BOULDER, Colo., July 24 (UPI) — Colorado’s dwindling bighorn sheep population is fragmented and isolated across the high elevations of the Rocky Mountains, making them vulnerable to a genetic “bottleneck” — a lack of new genetic material.

But new research suggests inbreeding isn’t responsible for the declining numbers of bighorn sheep in Colorado.

When pockets of animals become isolated from the larger population, inbreeding can result in faulty genetics, making localized populations more vulnerable to disease. Genetic bottlenecking has plagued mountain lions in Southern California, and scientists thought the phenomenon was to blame for bighorn sheep declines in the Rockies.

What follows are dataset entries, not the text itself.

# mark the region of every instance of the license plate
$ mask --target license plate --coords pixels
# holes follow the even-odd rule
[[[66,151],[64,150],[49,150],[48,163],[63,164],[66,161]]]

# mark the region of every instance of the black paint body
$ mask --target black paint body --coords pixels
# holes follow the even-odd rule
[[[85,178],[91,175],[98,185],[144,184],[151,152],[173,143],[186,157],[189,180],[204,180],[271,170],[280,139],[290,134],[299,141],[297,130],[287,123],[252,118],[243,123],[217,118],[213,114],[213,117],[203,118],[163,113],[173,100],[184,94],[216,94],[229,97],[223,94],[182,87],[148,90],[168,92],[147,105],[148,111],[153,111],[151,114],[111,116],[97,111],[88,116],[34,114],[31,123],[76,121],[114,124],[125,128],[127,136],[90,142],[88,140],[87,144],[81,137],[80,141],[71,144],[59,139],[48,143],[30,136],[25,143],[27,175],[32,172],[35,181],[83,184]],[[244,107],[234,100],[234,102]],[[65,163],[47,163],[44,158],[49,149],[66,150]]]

But researchers at the University of Colorado Boulder found all five herds inside Rocky Mountain National Park to be sustaining relatively healthy levels of genetic variation.

“There’s been enough gene flow between the herds, primarily due to high ram migration, that the population has been genetically rescued,” researcher Catherine Driscoll, a grad student studying in the school’s department of ecology and evolutionary biology, said in a press release.

Between 2001 and 2009, Colorado’s bighorn population shrank by 10.2 percent; it’s been declining every year since the 1800s.

The new research, published in the Journal of Wildlife Management, suggests factors like nutrition deficiencies and the encroachment of mountain goats are more likely to explain the species’ downturn. Some populations which are closer to roads and trails may be more susceptible to disease.